Die Haltestelle füllte sich mit Menschen. Früh am Morgen waren die Busse meist viel zu voll. Viele Fahrgäste fuhren zum Schichtbeginn in die umliegenden Betriebe. An diesem Morgen warteten sie vergebens auf ihren Bus, was bei den meist veralteten Fahrzeugen kein Wunder war. Motor-sowie Reifenschäden waren häufig der Grund für Verspätungen oder gar Ausfälle.
Uwe rutschte vom Sims, griff nach seinem Werkzeugkoffer und löste sich aus der Menschenmenge. Langsam überquerte er die Straße und blieb unschlüssig auf dem gegenüberliegenden Fußweg stehen. Er brauchte den Auftrag. Wenn ihm dieser durch die Lappen ging, verlor der frischgebackene Klavierstimmer vielleicht über Jahre einen Kunden.

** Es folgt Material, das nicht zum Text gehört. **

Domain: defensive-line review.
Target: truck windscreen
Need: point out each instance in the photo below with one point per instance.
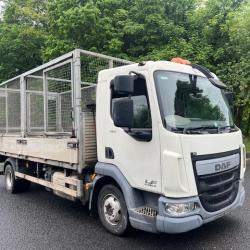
(191, 103)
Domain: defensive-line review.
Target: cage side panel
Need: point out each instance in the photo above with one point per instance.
(13, 107)
(2, 111)
(35, 105)
(90, 147)
(59, 85)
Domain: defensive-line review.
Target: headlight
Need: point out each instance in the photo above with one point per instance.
(179, 209)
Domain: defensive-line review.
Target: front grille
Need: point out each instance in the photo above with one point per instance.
(217, 190)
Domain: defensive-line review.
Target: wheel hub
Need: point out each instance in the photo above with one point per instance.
(112, 209)
(9, 180)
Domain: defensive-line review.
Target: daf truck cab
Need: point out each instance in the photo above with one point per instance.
(151, 145)
(165, 133)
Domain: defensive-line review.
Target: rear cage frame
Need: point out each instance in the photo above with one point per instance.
(51, 101)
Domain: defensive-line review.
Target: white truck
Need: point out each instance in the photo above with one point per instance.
(150, 145)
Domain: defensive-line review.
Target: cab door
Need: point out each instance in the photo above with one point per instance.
(135, 155)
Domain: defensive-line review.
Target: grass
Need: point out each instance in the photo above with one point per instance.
(247, 144)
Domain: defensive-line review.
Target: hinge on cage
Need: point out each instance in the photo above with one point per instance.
(72, 145)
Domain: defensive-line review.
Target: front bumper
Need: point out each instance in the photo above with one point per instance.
(163, 223)
(167, 224)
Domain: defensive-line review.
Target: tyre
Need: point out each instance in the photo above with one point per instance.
(12, 184)
(112, 210)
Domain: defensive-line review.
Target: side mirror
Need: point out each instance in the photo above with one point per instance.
(123, 112)
(230, 98)
(124, 84)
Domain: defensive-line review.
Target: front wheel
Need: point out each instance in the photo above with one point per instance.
(112, 210)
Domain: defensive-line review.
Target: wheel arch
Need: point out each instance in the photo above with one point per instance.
(110, 174)
(10, 161)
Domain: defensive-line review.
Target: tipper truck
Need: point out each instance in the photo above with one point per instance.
(151, 145)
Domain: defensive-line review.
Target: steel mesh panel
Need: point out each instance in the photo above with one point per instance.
(14, 111)
(90, 66)
(13, 117)
(2, 111)
(15, 84)
(66, 109)
(88, 97)
(59, 99)
(35, 105)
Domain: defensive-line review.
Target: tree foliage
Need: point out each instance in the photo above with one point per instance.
(214, 33)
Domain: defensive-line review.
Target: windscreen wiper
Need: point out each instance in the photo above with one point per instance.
(227, 129)
(200, 130)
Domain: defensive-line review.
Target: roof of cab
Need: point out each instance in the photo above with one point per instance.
(151, 66)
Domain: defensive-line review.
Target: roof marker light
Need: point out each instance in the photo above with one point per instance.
(180, 60)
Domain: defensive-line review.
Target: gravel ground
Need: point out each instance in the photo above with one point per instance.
(39, 220)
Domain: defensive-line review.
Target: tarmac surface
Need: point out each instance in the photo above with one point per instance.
(39, 220)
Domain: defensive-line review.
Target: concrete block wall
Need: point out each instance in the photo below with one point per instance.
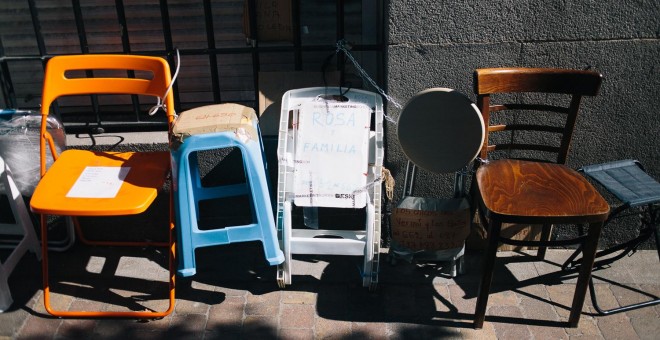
(440, 43)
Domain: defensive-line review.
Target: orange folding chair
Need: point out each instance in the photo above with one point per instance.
(94, 183)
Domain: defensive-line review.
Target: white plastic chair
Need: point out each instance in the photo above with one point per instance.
(330, 155)
(21, 226)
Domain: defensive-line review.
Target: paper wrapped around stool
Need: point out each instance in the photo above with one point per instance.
(434, 228)
(216, 118)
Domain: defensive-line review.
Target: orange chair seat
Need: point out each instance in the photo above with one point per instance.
(147, 175)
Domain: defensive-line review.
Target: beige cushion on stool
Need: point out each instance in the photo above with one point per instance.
(240, 119)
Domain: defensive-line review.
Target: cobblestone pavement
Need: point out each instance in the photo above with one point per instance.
(235, 295)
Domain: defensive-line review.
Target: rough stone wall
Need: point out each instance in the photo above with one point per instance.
(440, 43)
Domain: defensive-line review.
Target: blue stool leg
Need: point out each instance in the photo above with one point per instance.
(256, 174)
(186, 212)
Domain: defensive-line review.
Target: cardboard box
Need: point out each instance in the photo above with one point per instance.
(444, 225)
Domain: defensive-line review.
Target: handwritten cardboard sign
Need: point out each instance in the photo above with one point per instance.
(444, 227)
(331, 154)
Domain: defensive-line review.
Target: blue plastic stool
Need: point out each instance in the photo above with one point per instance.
(209, 128)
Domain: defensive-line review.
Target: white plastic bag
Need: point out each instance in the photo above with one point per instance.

In der Nähe der Bushaltestelle stand eine Telefonzelle. Ein Versuch war es wert. Uwe öffnete seinen Werkzeugkoffer und zog die Karteikarte des heutigen Kunden heraus. Auf ihr waren, neben anderen Daten, auch die Telefonnummer und die Adresse vermerkt. Bei der Zelle angekommen, musste er feststellen, dass andere auf den Bus Wartende den gleichen Gedanken gehabt hatten. Klar, für jeden Schichtleiter war es ärgerlich, wenn seine Mitarbeiter nicht rechtzeitig zur Arbeit erschienen. Ob wegen eines defekten Verkehrsmittels oder weil jemand verschlief.
Nach einer Weile war Uwe dran. Er betrat die Telefonzelle und wählte die Nummer.
Nach einigen Rufzeichen meldete sich eine schläfrige Frauenstimme. „Ja, bitte?“
„Jäger. Guten Morgen.“
„Guten Morgen“, kam es verschlafen zurück.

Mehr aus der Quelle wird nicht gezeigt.